— Один, родимый ты мой, один.

— Пойдем, старче.

И повел его в дом. Евпраксия Михайловна вечернее правило тогда с канонницами справляла. Велела старца ввести.

— Мир дому сему, — сказал он, уставно, истово помолясь перед облитыми лампадным светом, сребро-позлащенными иконами, и до самой земли поклонился хозяйке.

— Садись, старче божий, садись, обогрейся! Вишь у тебя лопатиночка-то какая ветхая.[2] А на дворе-то морозно, время-то погодливое… Сядь-ка вот здесь, старче… Да велите-ка, матери, Гришеньку кликнуть, "господь, мол, гостя даровал". Сними пещур-то, старче; ишь как умаялся. Принесите горячего кушанья, матери. Да топлена ль у Гриши келейка-то? Пустошничать что-то зачал, Христос с ним. Да и старцы давно не привитали — третья никак неделя. Не диво — непогодь такая, распутица. Сними-ка ты, старче божий, пещур-от.

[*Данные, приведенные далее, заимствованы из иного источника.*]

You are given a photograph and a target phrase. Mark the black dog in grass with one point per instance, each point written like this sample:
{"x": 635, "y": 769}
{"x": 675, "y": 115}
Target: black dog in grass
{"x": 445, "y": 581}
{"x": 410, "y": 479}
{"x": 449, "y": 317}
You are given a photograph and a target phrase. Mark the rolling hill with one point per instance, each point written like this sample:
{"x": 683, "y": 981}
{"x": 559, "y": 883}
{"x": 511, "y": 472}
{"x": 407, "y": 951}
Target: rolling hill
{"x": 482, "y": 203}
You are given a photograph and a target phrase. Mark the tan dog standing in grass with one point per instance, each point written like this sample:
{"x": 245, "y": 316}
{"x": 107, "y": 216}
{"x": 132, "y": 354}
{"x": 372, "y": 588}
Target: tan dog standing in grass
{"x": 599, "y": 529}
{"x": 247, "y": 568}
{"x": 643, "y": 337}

И, не дожидаясь ответа, сама стала снимать со старца ношу его, но, коснувшись плеч, отшатнулась и прошептала молитву. Она тронула плохо прикрытые рубищем, вросшие в тело старца железные вериги.

Старец снял пещур. Евпраксия Михайловна бережно, творя молитву, поставила его под образа.

Вошел Гриша. Полузамерзший старец маленько поотдохнул в жарко натопленной моленной.

— Господа ради, сокрый меня грешного на малое время в стенах твоих, боголюбивая матушка, — тихо проговорил он.

— Рада всей душой, старче. А можно ль святое имя твое узнать?